For each of these the "naive" batching messes up the output windows
and timestamps, which are 1:1 with the inputs.

> On Thu, Jan 26, 2017 at 4:20 PM Ben Chambers <bchamb...@google.com.invalid>
> wrote:
>
>> Here's an example API that would make this part of a DoFn. The idea here is
>> that it would still be run as `ParDo.of(new MyBatchedDoFn())`, but the
>> runner (and DoFnRunner) could see that it has asked for batches, so rather
>> than calling a `processElement` on every input `I`, it assembles a
>> `Collection<I>` and then calls the method.
>>
>> Possible API making this part of DoFn (with a fixed size):
>>
>> public MyBatchedDoFn extends DoFn<I, O> {
>>   @ProcessBatch(size = 50)
>>   public void processBatch(ProcessContext c) {
>>     Collection<I> batchContents = c.element();
>>     ...
>>   }
>> }
>>
>> Possible API making this part of DoFn (with dynamic size):
>>
>> public MyBatchedDoFn extends DoFn<I, O> {
>>   @ProcessBatch
>>   public boolean processBatch(ProcessContext c) {
>>     Collection<I> batchContents = c.element();
>>     if (batchContents.size() < 50) {
>>       return false; // batch not yet processed
>>     }
>>
>>     ...
>>     return true;
>>   }
>> }
>>
>> On Thu, Jan 26, 2017 at 4:16 PM Robert Bradshaw
>> <rober...@google.com.invalid>
>> wrote:
>>
>> > On Thu, Jan 26, 2017 at 3:42 PM, Eugene Kirpichov
>> > <kirpic...@google.com.invalid> wrote:
>> > > I agree that wrapping the DoFn is probably not the way to go, because
>> the
>> > > DoFn may be quite tricky due to all the reflective features: e.g. how
>> do
>> > > you automatically "batch" a DoFn that uses state and timers? What
>> about a
>> > > DoFn that uses a BoundedWindow parameter? What about a splittable DoFn?

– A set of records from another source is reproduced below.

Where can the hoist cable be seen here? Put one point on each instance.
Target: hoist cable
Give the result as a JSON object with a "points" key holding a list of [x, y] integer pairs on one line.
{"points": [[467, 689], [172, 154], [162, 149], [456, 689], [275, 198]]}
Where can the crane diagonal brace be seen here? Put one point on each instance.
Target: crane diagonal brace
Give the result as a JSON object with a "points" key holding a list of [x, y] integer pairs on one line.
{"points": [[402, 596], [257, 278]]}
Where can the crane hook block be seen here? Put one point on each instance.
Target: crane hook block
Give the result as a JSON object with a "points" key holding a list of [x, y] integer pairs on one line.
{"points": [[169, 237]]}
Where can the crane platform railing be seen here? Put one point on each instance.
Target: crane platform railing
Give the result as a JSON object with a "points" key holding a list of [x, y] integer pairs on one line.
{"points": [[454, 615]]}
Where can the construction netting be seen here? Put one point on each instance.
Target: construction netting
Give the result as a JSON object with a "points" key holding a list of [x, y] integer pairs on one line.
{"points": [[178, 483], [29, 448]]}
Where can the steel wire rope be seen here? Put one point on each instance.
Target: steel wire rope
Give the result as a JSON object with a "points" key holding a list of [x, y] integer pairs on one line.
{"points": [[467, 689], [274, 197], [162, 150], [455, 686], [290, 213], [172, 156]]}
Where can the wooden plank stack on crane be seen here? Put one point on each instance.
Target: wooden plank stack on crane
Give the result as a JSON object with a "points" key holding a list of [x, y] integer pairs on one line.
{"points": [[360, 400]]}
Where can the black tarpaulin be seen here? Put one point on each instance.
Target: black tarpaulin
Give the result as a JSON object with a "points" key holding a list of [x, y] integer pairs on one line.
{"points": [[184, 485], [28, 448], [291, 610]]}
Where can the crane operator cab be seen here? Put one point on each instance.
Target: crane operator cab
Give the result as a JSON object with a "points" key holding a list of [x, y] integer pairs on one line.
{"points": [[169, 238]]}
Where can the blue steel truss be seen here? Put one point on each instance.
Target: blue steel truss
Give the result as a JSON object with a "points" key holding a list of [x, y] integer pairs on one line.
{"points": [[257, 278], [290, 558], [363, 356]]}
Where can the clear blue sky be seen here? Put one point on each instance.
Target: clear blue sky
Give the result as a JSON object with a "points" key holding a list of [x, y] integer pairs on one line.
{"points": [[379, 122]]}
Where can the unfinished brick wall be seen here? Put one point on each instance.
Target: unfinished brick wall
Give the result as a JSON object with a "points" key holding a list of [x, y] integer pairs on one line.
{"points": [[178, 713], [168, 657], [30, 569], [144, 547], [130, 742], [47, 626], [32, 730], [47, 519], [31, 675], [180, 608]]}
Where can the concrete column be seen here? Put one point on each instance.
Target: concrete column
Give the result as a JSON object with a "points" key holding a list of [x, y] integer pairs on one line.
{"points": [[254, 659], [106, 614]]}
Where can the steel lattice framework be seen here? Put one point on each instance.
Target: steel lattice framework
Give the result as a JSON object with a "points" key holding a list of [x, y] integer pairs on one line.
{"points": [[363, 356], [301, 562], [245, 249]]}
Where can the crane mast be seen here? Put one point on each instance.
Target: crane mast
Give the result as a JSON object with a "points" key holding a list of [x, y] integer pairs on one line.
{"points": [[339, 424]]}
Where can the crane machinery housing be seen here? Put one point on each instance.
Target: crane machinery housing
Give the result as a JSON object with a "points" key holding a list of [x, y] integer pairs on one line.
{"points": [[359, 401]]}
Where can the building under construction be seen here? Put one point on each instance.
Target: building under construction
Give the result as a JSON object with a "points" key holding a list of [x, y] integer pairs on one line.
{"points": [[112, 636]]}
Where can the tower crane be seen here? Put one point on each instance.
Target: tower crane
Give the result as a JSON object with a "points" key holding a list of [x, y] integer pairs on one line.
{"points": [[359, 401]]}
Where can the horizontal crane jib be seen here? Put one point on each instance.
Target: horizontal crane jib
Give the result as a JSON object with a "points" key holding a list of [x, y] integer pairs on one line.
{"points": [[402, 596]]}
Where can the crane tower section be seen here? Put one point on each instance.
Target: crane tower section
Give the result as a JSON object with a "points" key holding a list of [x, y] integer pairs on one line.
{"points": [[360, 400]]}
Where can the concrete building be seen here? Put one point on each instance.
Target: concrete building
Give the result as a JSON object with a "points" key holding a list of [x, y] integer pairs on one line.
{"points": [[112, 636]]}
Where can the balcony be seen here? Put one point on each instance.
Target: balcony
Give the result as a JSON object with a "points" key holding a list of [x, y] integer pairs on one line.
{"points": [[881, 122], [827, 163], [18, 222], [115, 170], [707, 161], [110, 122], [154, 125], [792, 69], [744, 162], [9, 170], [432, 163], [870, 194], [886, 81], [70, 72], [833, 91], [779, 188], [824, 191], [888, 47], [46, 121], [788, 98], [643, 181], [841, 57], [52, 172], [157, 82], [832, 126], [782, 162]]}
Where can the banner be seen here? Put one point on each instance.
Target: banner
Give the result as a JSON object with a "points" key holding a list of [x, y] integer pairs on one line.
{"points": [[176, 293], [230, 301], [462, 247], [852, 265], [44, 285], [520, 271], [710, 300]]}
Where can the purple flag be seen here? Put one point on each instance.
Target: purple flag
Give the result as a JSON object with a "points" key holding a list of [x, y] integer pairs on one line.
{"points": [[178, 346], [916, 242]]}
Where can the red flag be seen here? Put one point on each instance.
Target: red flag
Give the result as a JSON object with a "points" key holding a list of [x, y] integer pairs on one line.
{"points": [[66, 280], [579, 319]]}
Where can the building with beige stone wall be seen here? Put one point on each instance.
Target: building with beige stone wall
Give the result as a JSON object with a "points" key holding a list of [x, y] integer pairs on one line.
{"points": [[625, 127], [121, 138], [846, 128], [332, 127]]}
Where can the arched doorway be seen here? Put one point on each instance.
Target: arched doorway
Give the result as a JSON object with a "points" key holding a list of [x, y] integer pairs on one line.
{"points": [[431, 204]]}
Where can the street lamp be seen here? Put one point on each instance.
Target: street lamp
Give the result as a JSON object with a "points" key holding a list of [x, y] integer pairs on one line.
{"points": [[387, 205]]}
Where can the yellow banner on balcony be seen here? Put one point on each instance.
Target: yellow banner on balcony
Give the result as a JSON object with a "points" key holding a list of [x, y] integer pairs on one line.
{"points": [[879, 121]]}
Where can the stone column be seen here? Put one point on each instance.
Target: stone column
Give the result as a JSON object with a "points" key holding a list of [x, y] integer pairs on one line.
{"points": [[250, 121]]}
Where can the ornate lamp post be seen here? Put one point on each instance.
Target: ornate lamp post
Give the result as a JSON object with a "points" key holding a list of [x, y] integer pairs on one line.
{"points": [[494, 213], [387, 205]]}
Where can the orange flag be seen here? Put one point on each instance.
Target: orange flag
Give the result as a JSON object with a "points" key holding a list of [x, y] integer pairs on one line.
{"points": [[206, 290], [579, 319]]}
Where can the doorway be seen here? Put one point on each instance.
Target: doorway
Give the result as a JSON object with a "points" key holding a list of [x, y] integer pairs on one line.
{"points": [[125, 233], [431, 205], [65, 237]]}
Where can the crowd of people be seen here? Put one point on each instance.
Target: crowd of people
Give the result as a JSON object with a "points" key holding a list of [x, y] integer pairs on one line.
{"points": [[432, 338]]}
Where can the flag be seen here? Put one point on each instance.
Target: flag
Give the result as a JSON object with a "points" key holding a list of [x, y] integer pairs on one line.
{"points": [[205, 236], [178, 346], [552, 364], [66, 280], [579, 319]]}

>> > > What about future reflective features? The class for invoking DoFn's,
>> > > DoFnInvokers, is absent from the SDK (and present in runners-core) for
>> a
>> > > good reason.
>> > >
>> > > I'd rather leave the intricacies of invoking DoFn's to runners, and say
>> > > that you can't wrap DoFn's, period - "adapter", "decorator" and other
>> > > design patterns just don't apply to DoFn's.
>> >
>> > As a simple example, given a DoFn<T, O> it's perfectly natural to want
>> > to "wrap" this as a DoFn<KV<K, T>, KV<K, O>>. State, side inputs,
>> > windows, etc. would just be passed through.
>> >
>> > The fact that this is complicated, with reflection and flexible
>> > signatures and byte generation, is a property of the SDK (to provide a
>> > flexible DoFn API). I agree that it's nice to hide this complexity
>> > from the user, and it discourages this kind of composability.
>> >
>> > I would say that it's nice to let the "batching fn" have side inputs,
>> > setup/teardown, etc. Pretty much everything the current DoFn has,
>> > though of course using certain properties (e.g. state and timers, or
>> > windows) would restrict bundles to be contained within a single
>> > key/window/whatever.
>> >
>> > > The two options for batching are:
>> > > - A transform that takes elements and produces batches, like Robert
>> said
>> > > - A simple Beam-agnostic library that takes Java objects and produces
>> > > batches of Java objects, with an API that makes it convenient to use
>> in a
>> > > typical batching DoFn
>> >
>> > I don't think a Beam-agnostic library could correctly handle details
>> > like windowing and timestamps.
>> >
>> >
>> > On Thu, Jan 26, 2017 at 3:53 PM, Ben Chambers
>> > <bchamb...@google.com.invalid> wrote:
>> > > The third option for batching:
>> > >
>> > > - Functionality within the DoFn and DoFnRunner built as part of the
>> SDK.
>> > >
>> > > I haven't thought through Batching, but at least for the
>> > > IntraBundleParallelization use case this actually does make sense to
>> > expose
>> > > as a part of the model. Knowing that a DoFn supports parallelization, a
>> > > runner may want to control how much parallelization is allowed, and the
>> > > DoFn also needs to make sure to wait on all those threads (and make
>> sure
>> > > they're properly setup for logging/metrics/etc. associated with the
>> > current
>> > > step).
>> > >
>> > > There may be good reasons to make this a property of a DoFn that the
>> > runner
>> > > can inspect, and support. For instance, if a DoFn wants to process
>> > batches
>> > > of 50, it may be possible to factor that into how input is
>> split/bundled.
>> >
>> > That's an interesting idea. I think this could also be done via the Fn
>> > API by recognizing the URN of "batching DoFn."